Sorry, but that is like saying that people who happenned to be Nazis didn't have responsability for WWII and Auschwitz. People are not responsible fopr their race but they are responsable for their ideas. If you are born into a religion then at one point it is your duty to read the f..g book and see what it advocates. Then if it advocates evil and you decide to stay don't complain when you get an infidel nuke on your head.

I have the deepest admiration for those Muslim girls across France who, despite their great resentment of the ban, also felt so French that they went to school anyway, determined not to be seen to be reinforcing the hostage-takersÂ’ supposed motivation.

Their resentement? Pleaaaaaaaase. How many of these girls wore veils only due to parental pressure? And how many parents veiled their girls due to islamist pressure? One of the consequences of allowing veiled girls (like France did) or sharia courtsb (like in canada) is that the islamists can visit people and tell them "Why do you allow your daughters go unveiled/do you go to regular courts?
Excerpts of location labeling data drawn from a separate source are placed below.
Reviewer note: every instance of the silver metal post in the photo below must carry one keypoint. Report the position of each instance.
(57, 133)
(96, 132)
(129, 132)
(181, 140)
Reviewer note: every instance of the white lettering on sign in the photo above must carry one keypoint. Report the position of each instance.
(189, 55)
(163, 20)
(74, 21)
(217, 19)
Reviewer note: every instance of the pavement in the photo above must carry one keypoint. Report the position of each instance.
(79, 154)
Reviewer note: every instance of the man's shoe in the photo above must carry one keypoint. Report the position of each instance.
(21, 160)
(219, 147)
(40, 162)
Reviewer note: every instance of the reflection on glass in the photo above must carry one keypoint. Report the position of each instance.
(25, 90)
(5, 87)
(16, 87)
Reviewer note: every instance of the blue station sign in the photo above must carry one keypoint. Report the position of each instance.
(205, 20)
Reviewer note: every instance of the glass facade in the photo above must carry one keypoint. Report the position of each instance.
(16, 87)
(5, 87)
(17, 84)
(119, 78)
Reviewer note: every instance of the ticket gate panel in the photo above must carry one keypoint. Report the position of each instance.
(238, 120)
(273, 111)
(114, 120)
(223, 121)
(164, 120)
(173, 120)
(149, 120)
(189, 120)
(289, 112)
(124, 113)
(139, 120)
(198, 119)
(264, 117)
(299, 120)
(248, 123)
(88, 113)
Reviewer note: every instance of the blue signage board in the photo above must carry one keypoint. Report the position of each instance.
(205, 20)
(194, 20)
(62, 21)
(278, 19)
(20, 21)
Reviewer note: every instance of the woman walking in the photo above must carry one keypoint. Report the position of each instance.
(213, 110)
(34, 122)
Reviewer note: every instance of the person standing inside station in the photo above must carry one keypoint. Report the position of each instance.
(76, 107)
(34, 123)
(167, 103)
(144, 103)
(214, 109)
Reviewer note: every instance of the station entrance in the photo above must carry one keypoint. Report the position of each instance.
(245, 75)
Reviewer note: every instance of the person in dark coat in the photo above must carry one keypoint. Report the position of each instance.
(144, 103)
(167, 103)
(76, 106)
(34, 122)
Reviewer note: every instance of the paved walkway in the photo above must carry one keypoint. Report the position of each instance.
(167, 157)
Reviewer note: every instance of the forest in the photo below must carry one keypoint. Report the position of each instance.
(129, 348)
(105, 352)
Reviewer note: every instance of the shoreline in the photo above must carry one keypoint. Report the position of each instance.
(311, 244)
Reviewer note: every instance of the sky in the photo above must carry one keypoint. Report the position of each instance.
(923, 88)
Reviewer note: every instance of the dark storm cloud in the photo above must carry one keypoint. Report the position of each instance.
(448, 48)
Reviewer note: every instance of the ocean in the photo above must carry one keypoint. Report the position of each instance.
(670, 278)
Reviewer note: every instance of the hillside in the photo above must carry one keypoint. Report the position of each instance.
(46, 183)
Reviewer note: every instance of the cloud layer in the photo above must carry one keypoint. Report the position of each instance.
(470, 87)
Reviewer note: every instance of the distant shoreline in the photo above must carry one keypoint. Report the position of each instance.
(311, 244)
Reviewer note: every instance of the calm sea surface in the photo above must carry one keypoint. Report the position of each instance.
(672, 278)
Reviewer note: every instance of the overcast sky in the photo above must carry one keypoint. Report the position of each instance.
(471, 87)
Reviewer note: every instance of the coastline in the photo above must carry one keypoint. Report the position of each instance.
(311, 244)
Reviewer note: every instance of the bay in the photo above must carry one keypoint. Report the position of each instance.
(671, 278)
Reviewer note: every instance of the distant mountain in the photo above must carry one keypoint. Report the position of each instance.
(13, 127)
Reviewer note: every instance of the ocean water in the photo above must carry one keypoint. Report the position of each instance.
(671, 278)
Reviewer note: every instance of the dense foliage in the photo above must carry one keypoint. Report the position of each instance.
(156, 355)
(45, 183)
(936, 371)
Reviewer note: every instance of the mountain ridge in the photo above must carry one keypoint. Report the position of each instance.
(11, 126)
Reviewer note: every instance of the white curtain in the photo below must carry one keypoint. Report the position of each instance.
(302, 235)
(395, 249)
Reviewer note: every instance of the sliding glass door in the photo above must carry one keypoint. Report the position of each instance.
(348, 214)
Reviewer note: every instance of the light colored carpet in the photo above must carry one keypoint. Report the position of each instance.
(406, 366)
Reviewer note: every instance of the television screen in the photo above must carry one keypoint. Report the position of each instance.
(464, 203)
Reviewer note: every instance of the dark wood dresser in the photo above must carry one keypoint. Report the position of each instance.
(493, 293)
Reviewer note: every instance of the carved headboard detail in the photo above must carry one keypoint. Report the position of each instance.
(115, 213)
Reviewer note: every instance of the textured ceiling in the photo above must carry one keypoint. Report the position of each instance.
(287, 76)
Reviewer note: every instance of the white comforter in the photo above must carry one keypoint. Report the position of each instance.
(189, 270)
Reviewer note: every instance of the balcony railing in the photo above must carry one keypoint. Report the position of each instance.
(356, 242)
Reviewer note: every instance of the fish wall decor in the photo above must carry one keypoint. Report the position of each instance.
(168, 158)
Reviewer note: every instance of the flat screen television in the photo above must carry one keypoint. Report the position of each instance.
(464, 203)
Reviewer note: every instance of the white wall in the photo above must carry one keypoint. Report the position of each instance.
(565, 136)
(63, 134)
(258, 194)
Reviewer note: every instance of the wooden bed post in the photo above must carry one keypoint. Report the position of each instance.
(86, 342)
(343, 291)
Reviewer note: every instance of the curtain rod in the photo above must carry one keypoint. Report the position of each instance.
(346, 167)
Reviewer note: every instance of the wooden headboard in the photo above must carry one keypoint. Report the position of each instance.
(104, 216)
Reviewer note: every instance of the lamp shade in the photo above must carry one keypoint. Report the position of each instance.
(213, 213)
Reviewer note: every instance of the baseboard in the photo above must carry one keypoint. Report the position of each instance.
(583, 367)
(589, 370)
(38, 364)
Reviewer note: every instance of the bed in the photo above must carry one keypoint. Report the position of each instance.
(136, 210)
Are you a Muslim or an apostate?". And we know the fate of apostates.

We have to make Muslims feel that our societies are all willing to shelter those who want yto leave Islam or content temselves with mere lip service.

Oh and BTW he is telling he finds admirable those Muslim girls who continued going to the school provided to them for free by the French tax payers while saying nothing about the North-African girls who conttnue to defy the Islamists by not allowing to be cowed into wearing veils. These are the girls to be admired not those who have embraced islamo-fascism's racism and misoginy.